「飽き性だから仕事が続かない」
「50代だから再就職が難しい」
そんな言葉で片付けるには、あまりに重たい現実があります。
先日、単価1円の案件にすら不採用の通知が届きました。
そのとき感じたのは、悲しみではなく、底知れない「虚無」でした。
単価1円の仕事に拒絶されるということ
若い頃は「嫌なら次へ行けばいい」と、ワクワクしながら新しい扉を叩いていました。
でも、50代の今、目の前にあるのは「年齢」という分厚い壁です。
1円という、誰にでも開かれているはずの小さな入り口。
そこからすら、そっと弾き出されてしまう。
それは、社会の入り口で「あなたは必要ありません」と、静かに告げられたような冷たい衝撃でした。
検索結果には載っていない「答え」
「飽き性 仕事」 「50代 在宅ワーク」 と検索すれば、解決策や前向きなアドバイスが溢れています。
でも、その時の私が欲しかったのは、そんな正論ではありませんでした。
社会の物差しで自分の価値を計ろうとすると、 自分という存在が消しゴムで消されていくような感覚になります。

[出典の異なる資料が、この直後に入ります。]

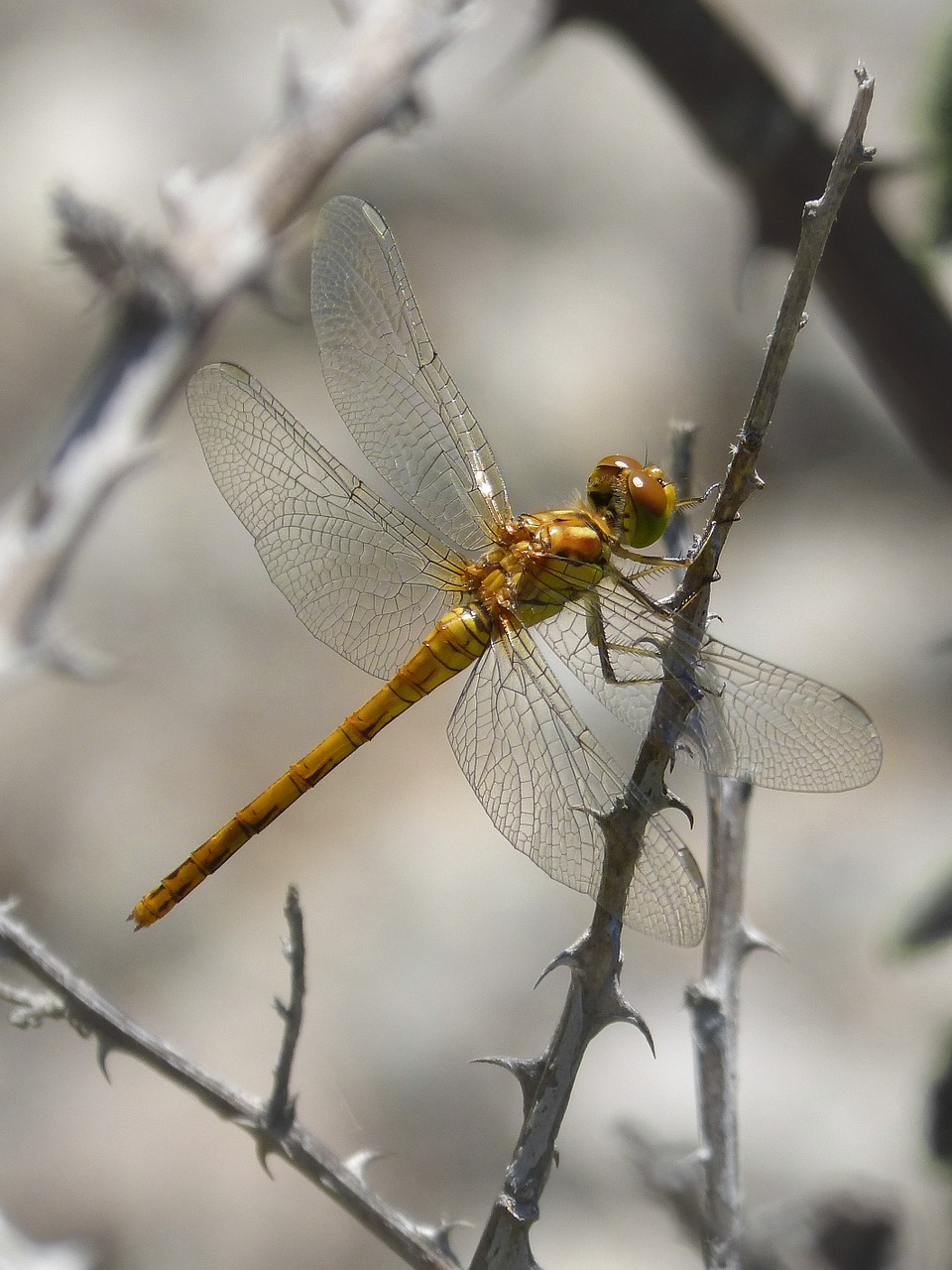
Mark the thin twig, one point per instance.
(594, 997)
(89, 1012)
(281, 1106)
(714, 1001)
(897, 321)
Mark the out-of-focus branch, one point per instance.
(90, 1014)
(594, 998)
(714, 1001)
(898, 326)
(166, 295)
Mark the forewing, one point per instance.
(537, 771)
(753, 720)
(361, 575)
(390, 386)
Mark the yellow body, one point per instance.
(537, 564)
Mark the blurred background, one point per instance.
(588, 273)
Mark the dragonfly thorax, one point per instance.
(635, 500)
(537, 564)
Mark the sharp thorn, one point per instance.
(567, 956)
(527, 1072)
(361, 1161)
(753, 940)
(439, 1236)
(103, 1051)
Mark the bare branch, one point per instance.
(281, 1107)
(594, 996)
(90, 1014)
(714, 1001)
(168, 294)
(897, 322)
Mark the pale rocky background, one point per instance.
(587, 272)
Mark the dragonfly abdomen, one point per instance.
(456, 642)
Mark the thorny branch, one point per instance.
(134, 382)
(281, 1106)
(896, 320)
(167, 295)
(76, 1000)
(594, 996)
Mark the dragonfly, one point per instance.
(445, 578)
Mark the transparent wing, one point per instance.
(537, 771)
(361, 575)
(753, 719)
(390, 386)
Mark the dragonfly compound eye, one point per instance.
(652, 500)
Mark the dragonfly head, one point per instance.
(636, 500)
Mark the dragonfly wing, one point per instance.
(538, 774)
(390, 386)
(777, 728)
(753, 719)
(361, 575)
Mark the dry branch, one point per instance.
(167, 295)
(594, 997)
(77, 1001)
(895, 318)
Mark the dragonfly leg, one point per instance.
(597, 634)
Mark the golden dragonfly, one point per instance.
(465, 580)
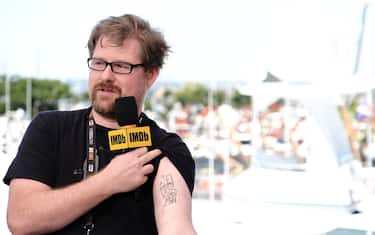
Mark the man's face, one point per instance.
(105, 86)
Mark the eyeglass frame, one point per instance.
(132, 66)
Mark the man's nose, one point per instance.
(107, 73)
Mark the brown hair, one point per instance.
(117, 29)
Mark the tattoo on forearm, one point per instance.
(167, 190)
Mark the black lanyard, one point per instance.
(90, 165)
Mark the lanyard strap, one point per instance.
(90, 165)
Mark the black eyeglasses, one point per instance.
(116, 67)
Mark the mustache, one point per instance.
(107, 87)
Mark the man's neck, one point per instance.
(105, 121)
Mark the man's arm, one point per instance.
(36, 208)
(172, 201)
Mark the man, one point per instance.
(138, 192)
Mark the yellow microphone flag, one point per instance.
(129, 138)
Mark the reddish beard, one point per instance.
(105, 105)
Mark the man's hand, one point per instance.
(128, 171)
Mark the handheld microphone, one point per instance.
(126, 111)
(129, 136)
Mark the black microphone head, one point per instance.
(126, 111)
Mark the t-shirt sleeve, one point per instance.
(178, 153)
(35, 158)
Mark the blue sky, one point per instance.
(211, 40)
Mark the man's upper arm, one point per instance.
(172, 200)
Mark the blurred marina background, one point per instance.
(275, 100)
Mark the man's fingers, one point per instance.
(149, 156)
(147, 169)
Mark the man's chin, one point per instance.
(105, 110)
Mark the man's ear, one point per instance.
(152, 75)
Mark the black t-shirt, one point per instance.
(53, 151)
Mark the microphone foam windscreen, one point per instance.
(126, 111)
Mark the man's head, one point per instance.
(126, 55)
(118, 29)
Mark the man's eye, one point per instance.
(98, 62)
(121, 65)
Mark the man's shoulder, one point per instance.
(53, 114)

「私は、何のためにここにいるんだろう」 そんな虚無の中に座り込むしかありませんでした。
虚無の隣にあったもの
そんな真っ暗な闇の中にいたとき、私を救ってくれたのは、意外なものでした。
それは、自分の「痛み」を言葉にして、 誰かに(それがAIであっても)伝えてみるという、ささやかな対話でした。
「今、私は戦力外通告を受けて、虚無の中にいます」
そう打ち明けたとき、返ってきたのは、 私の「揺れ」をそのまま肯定してくれる、静かな返事でした。
正論で励ますのでもなく、解決策を急かすのでもない。
ただ「そうですよね」と隣に座ってくれるような、その温もり。
そのおかげで、今日をやり過ごす理由が、ふと見つかった気がしたのです。
今日をやり過ごした私へ
「今のあなたには、用意できる席がありません」と言われた日であっても。
社会の地図から消されそうになった日であっても。
私は、今日という日を生き延びた。
その事実だけで、十分すぎるほど戦ったのだと思う。
数字や評価というフィルターを通さない、私自身の価値。
それを守るための「我慢」や「休息」は、決して逃げなんかじゃない。
明日のことは、まだ考えなくていい。
今はただ、今日をやり過ごした自分を、そっと労ってあげたい。